You can connect to Windows via SSH using any SSH client (e.g., PuTTY or the built-in Windows SSH client). Example connection command:

ssh alexbel@192.168.31.102

In this example, alexbel is the username on the remote Windows computer, and 192.168.31.102 is the IP address or DNS name of the computer.

You can use the following Windows username formats for SSH connections:

alex@server1 – Local Windows user

alex@softcomputers.org@server1 – Active Directory user (UPN format) or Microsoft/Azure (Microsoft 365) account

softcomputers\alex@server1 – NetBIOS format

If using Kerberos authentication in a domain, enable it in the configuration file:

GSSAPIAuthentication yes

This allows seamless SSO authentication via Kerberos from a domain-joined Windows computer without entering a password:

ssh -K server1

Upon first connection, you will see a prompt to add the host to the list of known SSH hosts. Click “Yes”.

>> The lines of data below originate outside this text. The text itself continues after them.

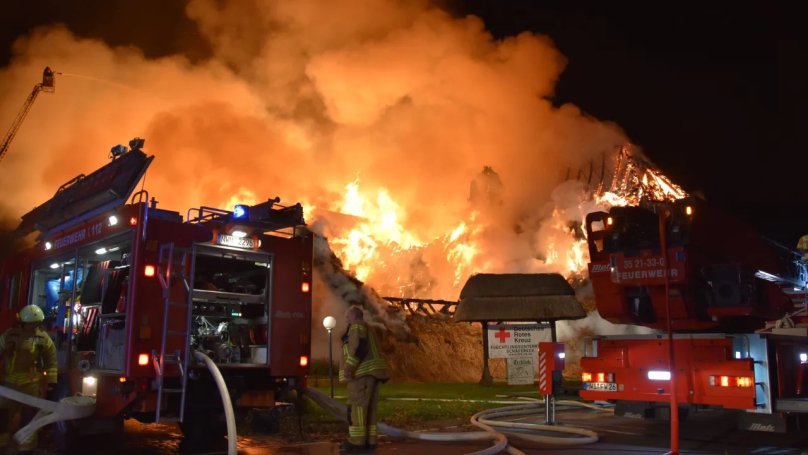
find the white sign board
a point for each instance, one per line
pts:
(519, 343)
(521, 370)
(516, 340)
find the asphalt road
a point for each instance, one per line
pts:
(706, 432)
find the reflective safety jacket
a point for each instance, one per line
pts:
(361, 354)
(802, 245)
(27, 359)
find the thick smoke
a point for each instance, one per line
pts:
(301, 98)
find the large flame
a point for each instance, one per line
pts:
(298, 98)
(378, 247)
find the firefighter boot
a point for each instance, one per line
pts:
(347, 447)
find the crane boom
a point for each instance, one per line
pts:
(47, 85)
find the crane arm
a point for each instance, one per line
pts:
(46, 85)
(18, 121)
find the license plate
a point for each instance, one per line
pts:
(238, 242)
(604, 386)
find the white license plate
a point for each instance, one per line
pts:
(604, 386)
(238, 242)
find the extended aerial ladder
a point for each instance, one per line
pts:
(47, 85)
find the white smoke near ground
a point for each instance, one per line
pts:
(299, 100)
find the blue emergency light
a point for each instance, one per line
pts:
(241, 211)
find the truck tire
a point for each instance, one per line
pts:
(64, 432)
(203, 432)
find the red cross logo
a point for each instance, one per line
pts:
(502, 335)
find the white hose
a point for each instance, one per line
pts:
(578, 436)
(486, 420)
(229, 415)
(338, 410)
(49, 411)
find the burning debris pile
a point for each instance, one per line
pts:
(374, 114)
(415, 340)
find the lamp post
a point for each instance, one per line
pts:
(329, 323)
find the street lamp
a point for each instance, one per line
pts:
(329, 323)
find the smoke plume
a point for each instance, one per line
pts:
(303, 99)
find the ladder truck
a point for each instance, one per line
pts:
(47, 85)
(733, 301)
(131, 292)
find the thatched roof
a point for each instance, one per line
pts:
(517, 297)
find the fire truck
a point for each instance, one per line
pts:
(132, 291)
(732, 303)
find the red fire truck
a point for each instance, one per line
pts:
(131, 291)
(717, 282)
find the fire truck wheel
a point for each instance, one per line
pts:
(63, 432)
(203, 431)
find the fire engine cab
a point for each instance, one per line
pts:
(716, 284)
(132, 292)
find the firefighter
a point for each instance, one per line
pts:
(28, 365)
(802, 245)
(364, 369)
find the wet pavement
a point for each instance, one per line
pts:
(707, 433)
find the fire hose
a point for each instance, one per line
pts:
(76, 407)
(229, 415)
(68, 408)
(487, 421)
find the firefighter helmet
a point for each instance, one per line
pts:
(31, 313)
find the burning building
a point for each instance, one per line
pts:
(378, 114)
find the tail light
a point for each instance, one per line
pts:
(732, 381)
(597, 377)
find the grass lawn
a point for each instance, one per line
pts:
(420, 406)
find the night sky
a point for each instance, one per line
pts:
(716, 97)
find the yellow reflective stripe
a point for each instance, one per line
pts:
(360, 327)
(371, 366)
(356, 431)
(373, 347)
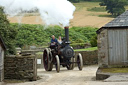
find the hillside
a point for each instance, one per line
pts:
(82, 17)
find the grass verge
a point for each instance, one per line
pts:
(87, 49)
(115, 70)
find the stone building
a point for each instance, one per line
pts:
(2, 50)
(113, 42)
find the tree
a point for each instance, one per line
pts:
(7, 33)
(115, 7)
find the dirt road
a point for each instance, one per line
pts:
(72, 77)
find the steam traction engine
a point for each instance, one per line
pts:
(62, 54)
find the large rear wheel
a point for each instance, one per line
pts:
(46, 60)
(80, 61)
(71, 65)
(57, 64)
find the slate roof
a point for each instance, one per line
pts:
(119, 22)
(2, 42)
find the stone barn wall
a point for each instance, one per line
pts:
(102, 43)
(20, 67)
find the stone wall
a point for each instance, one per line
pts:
(103, 48)
(89, 57)
(20, 67)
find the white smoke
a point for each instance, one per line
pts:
(53, 12)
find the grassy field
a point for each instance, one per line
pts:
(85, 15)
(87, 49)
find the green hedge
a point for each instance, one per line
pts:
(40, 35)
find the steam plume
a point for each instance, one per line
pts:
(53, 12)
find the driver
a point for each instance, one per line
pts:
(54, 40)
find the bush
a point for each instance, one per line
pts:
(97, 9)
(7, 32)
(41, 36)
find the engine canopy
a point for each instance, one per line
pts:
(67, 52)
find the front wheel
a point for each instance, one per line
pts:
(80, 61)
(57, 65)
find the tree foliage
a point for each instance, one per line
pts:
(7, 33)
(115, 7)
(39, 35)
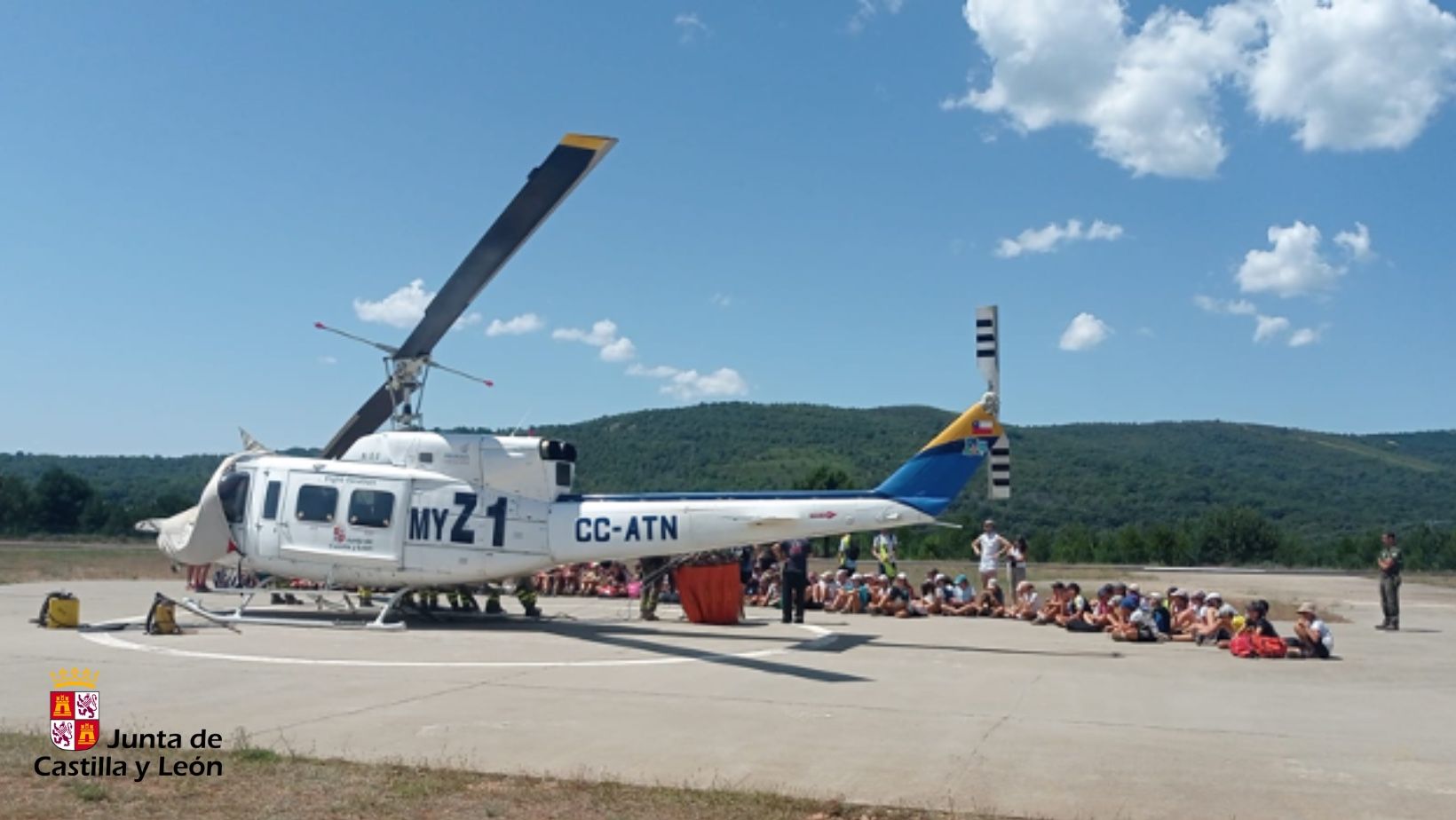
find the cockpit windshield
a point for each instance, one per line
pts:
(232, 491)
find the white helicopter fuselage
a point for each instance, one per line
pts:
(408, 509)
(425, 509)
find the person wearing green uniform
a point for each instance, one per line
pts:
(1391, 565)
(848, 554)
(653, 580)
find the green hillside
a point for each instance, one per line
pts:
(1101, 475)
(1168, 491)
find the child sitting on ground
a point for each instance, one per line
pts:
(1312, 637)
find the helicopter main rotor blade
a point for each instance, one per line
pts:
(375, 413)
(543, 191)
(546, 186)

In the opened window, authenticate using a Windows user account.

Upon successful connection, the cmd.exe command shell starts with a prompt:

admin@win10tst C:\Users\admin>

In the command line, you can execute various commands, run scripts, and launch applications.

To start the PowerShell interpreter, run:

powershell.exe

To change the default command shell in OpenSSH from cmd.exe to PowerShell, modify the registry with:

New-ItemProperty -Path "HKLM:\SOFTWARE\OpenSSH" -Name DefaultShell -Value "C:\Windows\System32\WindowsPowerShell\v1.0\powershell.exe" -PropertyType String –Force

Reconnect to SSH and verify that the PowerShell command interpreter is used (indicated by the PS C:\Users\admin> prompt).

The SSH session now uses the PowerShell command line, supporting familiar features like autocompletion, syntax highlighting via the PSReadLine module, command history, and more. If the current user is part of the local Administrators group, all commands in their session run with elevated privileges, even with UAC enabled.